One of the WAVE counsellors who helped him was Paul Crawford, who coincidentally recently posted an article on the Eamonn Mallie website about the trauma he suffered after the UVF murdered his businessman father John in 1974.

McNally says he “never had any want or desire for any kind of revenge because ultimately you just end up causing the same pain for somebody else – we never, ever would want that to happen”.

A word he frequently uses is “acknowledgment” of what he and his sister Karen and mother Hazel suffered. There was never any doubt that his father’s murder was both indiscriminate and sectarian, but he needed to hear that officially. That happened when the Historical Enquiries Team reinvestigated the murder and was able to unequivocally provide that confirmation.

“The main issue was acknowledgment for my mum, to say publicly that my dad was not involved in anything, that he was just an ordinary person going about his business who was killed randomly.”
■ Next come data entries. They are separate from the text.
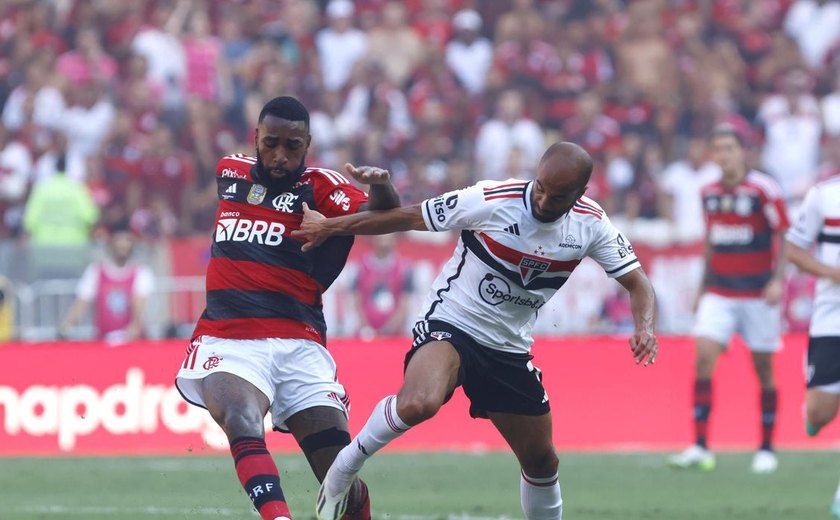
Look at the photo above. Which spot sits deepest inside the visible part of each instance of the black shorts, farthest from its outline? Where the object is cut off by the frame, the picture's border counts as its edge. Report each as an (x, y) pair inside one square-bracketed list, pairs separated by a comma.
[(494, 381), (823, 361)]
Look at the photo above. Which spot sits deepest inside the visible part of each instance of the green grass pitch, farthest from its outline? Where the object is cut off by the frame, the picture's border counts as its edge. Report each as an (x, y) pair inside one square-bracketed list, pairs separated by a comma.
[(424, 487)]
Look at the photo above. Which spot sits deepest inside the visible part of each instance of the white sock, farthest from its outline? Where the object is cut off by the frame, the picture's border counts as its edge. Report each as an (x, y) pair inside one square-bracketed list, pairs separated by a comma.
[(383, 426), (540, 497)]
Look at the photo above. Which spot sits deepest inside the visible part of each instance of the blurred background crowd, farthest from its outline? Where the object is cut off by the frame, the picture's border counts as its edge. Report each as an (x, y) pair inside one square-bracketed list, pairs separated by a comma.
[(117, 110)]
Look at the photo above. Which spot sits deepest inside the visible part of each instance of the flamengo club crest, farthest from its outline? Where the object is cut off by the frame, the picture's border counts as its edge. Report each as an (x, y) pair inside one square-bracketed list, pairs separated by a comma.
[(284, 202), (256, 194), (530, 267)]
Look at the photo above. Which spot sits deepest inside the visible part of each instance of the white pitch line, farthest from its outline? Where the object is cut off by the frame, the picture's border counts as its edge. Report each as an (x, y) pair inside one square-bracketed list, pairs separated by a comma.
[(207, 511), (109, 510)]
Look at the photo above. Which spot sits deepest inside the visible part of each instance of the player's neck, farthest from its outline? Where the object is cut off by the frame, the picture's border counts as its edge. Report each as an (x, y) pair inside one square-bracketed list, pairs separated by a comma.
[(734, 178)]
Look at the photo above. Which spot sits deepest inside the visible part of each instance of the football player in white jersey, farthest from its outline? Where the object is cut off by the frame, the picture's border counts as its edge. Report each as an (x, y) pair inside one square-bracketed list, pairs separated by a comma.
[(519, 243), (819, 222)]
And it was for his father too. “The dead can’t speak for themselves. It is acknowledging them as individuals. Most of the time they were ordinary people trying to make a living, trying to raise their families.”

Therapeutic

McNally says that sitting for Colin Davidson’s portrait of him as part of his powerful Silent Testimony series of paintings of people who suffered loss in the Troubles also was therapeutic.

“He takes time to sit down and talk to you and it is very, very relaxed. It was very useful that way. He was doing it for the right reasons, he has a lot of integrity. That also was part of the wider acknowledgment.”

McNally has two children, Cormac (11) and Aoife (6). He regrets that his father – who would be 67 now – never met his grandchildren and they him. “It is just very sad my children will never know him. It is such a waste.”

Professionally, he has a fulfilled life. He works for the Community Relations Council in Belfast and currently is writing up a module for University College Cork for a course on trauma that it is running.

“I am generally fine,” says McNally. “I am generally content but I am frustrated that there is a lack of political progress on the whole issues of victims. And nobody seems to know how to deal with it. There is no collective will to acknowledge on a human level what people here went through.”